4. An apparatus according to claim 1, wherein the blade configuration is shaped in accordance with the geometric relationship known as phi.

5. An apparatus according to claim 1, wherein the blade configuration is comprised of galvanized steel.

6. An apparatus according to claim 4, wherein the blade configuration consists of a horizontal segment and a vertical segment such that the horizontal segment is longer than the vertical segment and the sum of the two segments divided by the length of horizontal segment is equal to the length of the horizontal segment divided by the length of the vertical segment.

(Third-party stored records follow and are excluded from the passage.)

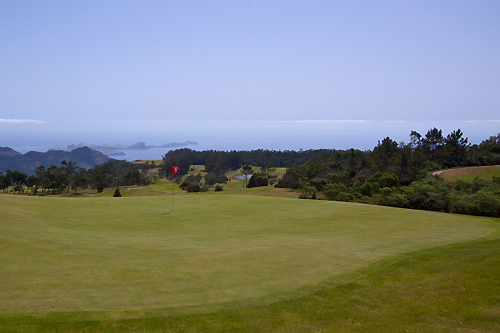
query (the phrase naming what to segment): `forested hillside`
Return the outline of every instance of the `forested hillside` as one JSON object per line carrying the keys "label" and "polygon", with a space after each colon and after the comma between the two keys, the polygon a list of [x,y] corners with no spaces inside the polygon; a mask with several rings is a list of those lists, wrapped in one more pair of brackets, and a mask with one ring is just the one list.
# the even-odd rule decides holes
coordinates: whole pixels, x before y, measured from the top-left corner
{"label": "forested hillside", "polygon": [[109,161],[109,157],[88,147],[73,149],[70,152],[63,150],[49,150],[45,153],[30,151],[21,154],[8,147],[0,147],[0,172],[17,170],[34,175],[37,167],[45,168],[59,165],[61,161],[73,161],[79,167],[89,169]]}
{"label": "forested hillside", "polygon": [[291,167],[275,185],[325,198],[402,208],[500,217],[500,178],[445,183],[431,171],[500,164],[500,134],[469,145],[460,130],[411,132],[409,143],[389,137],[372,151],[348,150]]}

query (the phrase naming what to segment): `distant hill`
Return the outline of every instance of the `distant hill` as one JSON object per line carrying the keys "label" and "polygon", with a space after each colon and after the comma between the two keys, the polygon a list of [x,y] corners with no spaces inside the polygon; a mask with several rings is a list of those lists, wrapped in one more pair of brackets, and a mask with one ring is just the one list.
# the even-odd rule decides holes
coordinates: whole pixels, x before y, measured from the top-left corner
{"label": "distant hill", "polygon": [[85,169],[90,169],[97,164],[109,161],[109,157],[89,147],[81,147],[72,151],[49,150],[45,153],[30,151],[21,154],[9,147],[0,147],[0,172],[18,170],[28,175],[35,173],[39,165],[48,168],[51,165],[60,166],[61,161],[73,161]]}
{"label": "distant hill", "polygon": [[22,155],[20,152],[15,151],[9,147],[0,147],[0,158],[3,156],[19,156]]}
{"label": "distant hill", "polygon": [[134,143],[133,145],[128,145],[124,146],[119,143],[103,143],[100,145],[95,145],[95,144],[89,144],[89,143],[80,143],[77,145],[75,144],[70,144],[66,149],[60,149],[64,151],[71,151],[75,148],[80,148],[80,147],[89,147],[92,149],[95,149],[97,151],[100,151],[101,153],[108,155],[108,156],[120,156],[120,155],[125,155],[123,150],[141,150],[141,149],[151,149],[151,148],[176,148],[176,147],[185,147],[189,145],[197,145],[198,142],[195,141],[184,141],[184,142],[170,142],[170,143],[164,143],[161,146],[147,146],[146,143],[144,142],[137,142]]}

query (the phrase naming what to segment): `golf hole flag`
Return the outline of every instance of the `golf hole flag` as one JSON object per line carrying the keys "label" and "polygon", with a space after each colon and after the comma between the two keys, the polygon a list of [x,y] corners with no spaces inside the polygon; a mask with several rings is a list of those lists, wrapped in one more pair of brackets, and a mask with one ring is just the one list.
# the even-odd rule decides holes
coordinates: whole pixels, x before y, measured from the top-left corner
{"label": "golf hole flag", "polygon": [[179,169],[179,167],[172,165],[172,173],[181,173],[181,169]]}

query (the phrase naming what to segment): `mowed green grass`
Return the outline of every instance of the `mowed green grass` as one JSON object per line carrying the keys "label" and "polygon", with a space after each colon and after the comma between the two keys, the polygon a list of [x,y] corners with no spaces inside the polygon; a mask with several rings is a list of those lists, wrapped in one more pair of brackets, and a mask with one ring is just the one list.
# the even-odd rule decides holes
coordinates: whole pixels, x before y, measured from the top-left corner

7. An apparatus according to claim 4, wherein the blade configuration consists of a horizontal segment and a vertical segment such that the vertical segment extends upwardly at either an angle of 23.5 degrees or 36.16 degrees from the horizontal segment.

8. An apparatus according to claim 1, wherein rivets comprised of copper protrude into the jar cavity to secure concentric handles to the jar.

9. An apparatus according to claims 5 and 8, wherein, during operation, the copper molecules react with the zinc coating to create a negative ionic charge within the liquid medium.

10. An apparatus according to claim 1, wherein the lid configuration includes a hollow shaft which twists at a specified angle above the top portion of the lid to allow air to enter and exit the jar cavity in a centripetal motion.

11. An apparatus, according to the present invention, wherein a net comprised of metallic meshwork surrounds the motor within its housing to filter electromagnetic emissions.